Risk
Factors for Inherited Breast and/or Ovarian Cancer:
-
Multiple
cases of breast cancer (particularly where diagnosis occurred at less
than 50 years) and/or ovarian* cancer (any
age) in the family - especially in closely related relatives in more
than one generation.
-
Age
at diagnosis of breast cancer less than 35 years.
-
A
family member diagnosed with both breast and ovarian* cancer.
-
Breast
and/or ovarian* cancer in Jewish families.
-
Family
member(s) with primary cancer occurring in both breasts, especially if
one or both cancers were diagnosed before age 50.
-
A
family member diagnosed with invasive serous ovarian* cancer.
-
Presence
of male breast cancer in the family.
-
Family
member with an identified BRCA1 or BRCA2 mutation.
-
Presence
of other associated cancers or conditions suggestive of an inherited
cancer syndrome.
*includes
cancer of the Fallopian tubes and primary peritoneal cancer
-
Multiple
cases in the family of cancers related to the Hereditary Non-Polyposis
Colorectal Cancer (HNPCC) spectrum with at least one relative affected
with colorectal or endometrial cancer. An age of onset less than 50
years, in closely related relatives and in more than one generation
would raise the index of suspicion.
Note: Cancers related to the HNPCC spectrum include: colorectal,
gastric, small bowel, hepatobiliary,
pancreatic, endometrial,
ovarian, kidney, ureter, sebaceous carcinoma of the skin and brain
cancers.
-
Age
at diagnosis of colorectal cancer less than 35 years.
-
Multiple
primary cancers in one family member (see 1. above for tumour sites).
-
Family
member with Familial Adenomatous Polyposis (FAP), or 10 or more
histologically confirmed adenomatous polyps (suggestive of attenuated
FAP).
-
Family
member with a colonic adenoma or cancer with high microsatellite
instability (MSI).
-
Family
member with a known mutation causing either HNPCC or FAP.
Genetic
Testing:
Genes
for the hereditary forms of breast and ovarian cancer, and colorectal
cancer have been identified in the past several years.

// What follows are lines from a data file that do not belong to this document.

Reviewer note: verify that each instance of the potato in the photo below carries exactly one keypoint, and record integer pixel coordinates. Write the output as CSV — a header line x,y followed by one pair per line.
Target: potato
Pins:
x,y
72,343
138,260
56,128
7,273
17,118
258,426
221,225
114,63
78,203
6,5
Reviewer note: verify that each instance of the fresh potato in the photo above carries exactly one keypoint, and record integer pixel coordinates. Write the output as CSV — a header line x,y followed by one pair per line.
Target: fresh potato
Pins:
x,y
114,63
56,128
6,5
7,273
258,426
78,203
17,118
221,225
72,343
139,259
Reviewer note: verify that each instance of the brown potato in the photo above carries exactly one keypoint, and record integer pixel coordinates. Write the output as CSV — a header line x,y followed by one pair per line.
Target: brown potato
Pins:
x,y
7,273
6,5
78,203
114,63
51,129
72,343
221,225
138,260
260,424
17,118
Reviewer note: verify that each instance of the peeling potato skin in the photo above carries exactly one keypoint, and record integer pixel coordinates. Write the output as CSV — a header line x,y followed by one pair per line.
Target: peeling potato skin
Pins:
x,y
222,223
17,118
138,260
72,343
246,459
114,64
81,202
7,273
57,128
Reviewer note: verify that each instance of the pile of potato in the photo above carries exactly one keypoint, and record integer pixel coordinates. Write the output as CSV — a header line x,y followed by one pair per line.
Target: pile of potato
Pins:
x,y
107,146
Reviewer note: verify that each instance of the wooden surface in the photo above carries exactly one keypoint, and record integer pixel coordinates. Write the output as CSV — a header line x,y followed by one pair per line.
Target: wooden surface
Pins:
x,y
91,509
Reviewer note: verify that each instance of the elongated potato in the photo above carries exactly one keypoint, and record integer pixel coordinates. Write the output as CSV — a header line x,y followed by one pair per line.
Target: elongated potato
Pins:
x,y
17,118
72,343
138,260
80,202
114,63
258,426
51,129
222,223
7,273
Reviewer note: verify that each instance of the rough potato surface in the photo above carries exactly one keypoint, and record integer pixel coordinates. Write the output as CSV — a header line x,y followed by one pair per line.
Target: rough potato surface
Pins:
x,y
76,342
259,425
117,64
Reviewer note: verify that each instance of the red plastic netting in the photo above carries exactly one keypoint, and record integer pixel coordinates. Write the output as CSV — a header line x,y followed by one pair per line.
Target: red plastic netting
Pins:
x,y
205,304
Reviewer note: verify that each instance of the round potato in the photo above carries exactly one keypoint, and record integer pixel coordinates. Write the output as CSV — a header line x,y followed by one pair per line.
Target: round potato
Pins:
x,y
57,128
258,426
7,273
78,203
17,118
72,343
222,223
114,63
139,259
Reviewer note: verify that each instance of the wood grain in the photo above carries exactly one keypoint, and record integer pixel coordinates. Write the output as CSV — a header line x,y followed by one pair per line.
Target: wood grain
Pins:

Testing for these
genes is now possible in certain clinical situations.
Genetic
testing is offered only to families that meet criteria for genetic
testing, and in most cases will be offered to a family member affected
with cancer first. If a mutation is detected, testing will then be
available to unaffected members. If affected family members are
unavailable for testing, only in exceptional circumstances will genetic
testing be offered to an unaffected individual. The specific criteria for
eligibility for genetic testing are available from your local genetics
center or familial cancer clinic, or the Nov. 2001 issue of the Ontario
Medical Review (available on-line at www.oma.org).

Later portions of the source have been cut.